E&Y is the lead advisor for ONGC. Engineers India Ltd (EIL) and law firm Amarchand & Mangaldas have been appointed as technical and legal consultants respectively for conducting due diligence. Asked whether the financial advisors would also be examining the prospects of complete buyout, the ONGC official said the prospects could not be ruled out. Indications are that the financial advisors are also doing valuation of the project
Following the Petroleum Ministry advice to explore involvement in SPIC Petrochemicals project, ONGC has taken the initiative. It has shown keen interest in reviving the project, which has been hanging fire due to the dispute between SPIC and the Chennai Petroleum Corporation Ltd (CPCL).
Though both the sides had since resolved the dispute through an out-of-court settlement, SPIC, a sick company itself, was unable to revive the project on its own and has been looking for a new joint venture partner.
The ONGC Chairman, Mr Subir Raha, and his SPIC counterpart, Mr A.C. Muthiah, had earlier gone public saying that both sides were in discussions to revive the ailing project. SPIC Petrochemicals was to put up a purified terephthalic acid (PTA) plant and a polyester filament yarn (PFY) project at Manali near Chennai.
Earlier, attempts to revive the project have not yielded much result with almost Rs 1,000 crore locked up in it.

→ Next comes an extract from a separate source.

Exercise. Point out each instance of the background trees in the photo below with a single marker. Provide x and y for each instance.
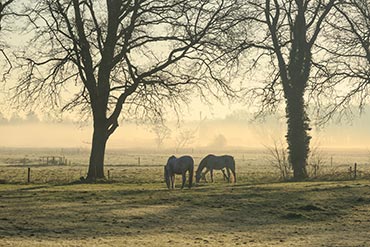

When the Madras High Court had passed an injunction in October 1997, Rs 946 crore was locked in the project. Of this, SPIC's contribution was Rs 252 crore and the lenders had brought in Rs 694 crore.
At that stage, the PFY plant was more than 75 per cent complete, or about 12 months from commencing production. The PTA plant had progressed 11 per cent, or about two years away from production.